Linear Programming
Introduction to Linear Programming
- Linear Programming is a mathematical technique for optimisation, where the objective is to maximise or minimise a linear function subject to linear constraints.
- It involves problems that need the best possible solution under given constraints.
Key Components
- Decision variables: These are the variables that provide viable solutions. They are the values we wish to determine.
- Objective Function: This is the function which need to be optimised, either maximised or minimised.
- Constraints: These are the equations or inequalities that bound the validity of the solution.
Constructing Linear Programming Problem
- First step is to define the decision variables.
- Next, formulate the objective function by understanding which quantity needs to be maximised or minimised.

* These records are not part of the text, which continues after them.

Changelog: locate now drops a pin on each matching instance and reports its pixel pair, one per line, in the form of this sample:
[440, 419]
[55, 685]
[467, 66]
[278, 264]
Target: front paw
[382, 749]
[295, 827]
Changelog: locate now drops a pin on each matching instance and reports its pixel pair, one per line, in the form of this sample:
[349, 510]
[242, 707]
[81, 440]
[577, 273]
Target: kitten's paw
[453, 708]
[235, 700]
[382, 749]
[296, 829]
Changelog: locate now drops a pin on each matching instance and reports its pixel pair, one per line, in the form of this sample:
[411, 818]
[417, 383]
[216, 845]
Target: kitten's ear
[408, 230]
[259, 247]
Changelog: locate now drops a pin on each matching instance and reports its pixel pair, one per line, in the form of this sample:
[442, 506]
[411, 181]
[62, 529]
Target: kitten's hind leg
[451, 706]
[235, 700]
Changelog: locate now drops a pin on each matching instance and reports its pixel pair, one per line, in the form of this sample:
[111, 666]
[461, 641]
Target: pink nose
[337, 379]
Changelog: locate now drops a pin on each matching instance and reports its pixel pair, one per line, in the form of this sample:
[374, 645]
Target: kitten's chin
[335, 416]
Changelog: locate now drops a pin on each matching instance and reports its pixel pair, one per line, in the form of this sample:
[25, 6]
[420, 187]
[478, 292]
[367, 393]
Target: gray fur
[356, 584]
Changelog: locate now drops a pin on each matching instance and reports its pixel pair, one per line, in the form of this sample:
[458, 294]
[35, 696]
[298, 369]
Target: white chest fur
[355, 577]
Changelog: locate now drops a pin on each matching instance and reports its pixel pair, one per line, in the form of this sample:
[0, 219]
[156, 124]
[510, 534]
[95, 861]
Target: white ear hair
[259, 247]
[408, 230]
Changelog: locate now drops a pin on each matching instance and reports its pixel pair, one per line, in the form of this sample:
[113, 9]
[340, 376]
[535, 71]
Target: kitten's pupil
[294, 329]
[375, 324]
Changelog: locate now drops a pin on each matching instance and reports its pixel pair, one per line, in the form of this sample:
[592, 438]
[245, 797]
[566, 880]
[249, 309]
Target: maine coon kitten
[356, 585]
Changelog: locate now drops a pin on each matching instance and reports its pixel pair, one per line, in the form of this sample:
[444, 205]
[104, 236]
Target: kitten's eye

- Subsequently, formulate the constraints. There could be multiple constraints limiting the available solution space.
Graphical Approach
- In a Graphical Method, inequalities are expressed as straight lines on a graph, and solutions are possible points within the intersection of all the constraints.
- The solution, i.e., the maximum or minimum, lies at a vertex point or a corner of the feasible region.
- Graphical method is limited to linear programming problems with two variables.
Simplex Method
- For problems with more than two variables, the simplex method is applied.
- This is a tabular-based method that iteratively reaches towards optimum solutions.
To conclude, linear programming is a key area in Discrete and Decision Mathematics, central to resource allocation and operational efficiency problems. Regular practise will cement understanding and enhance problem solving skills.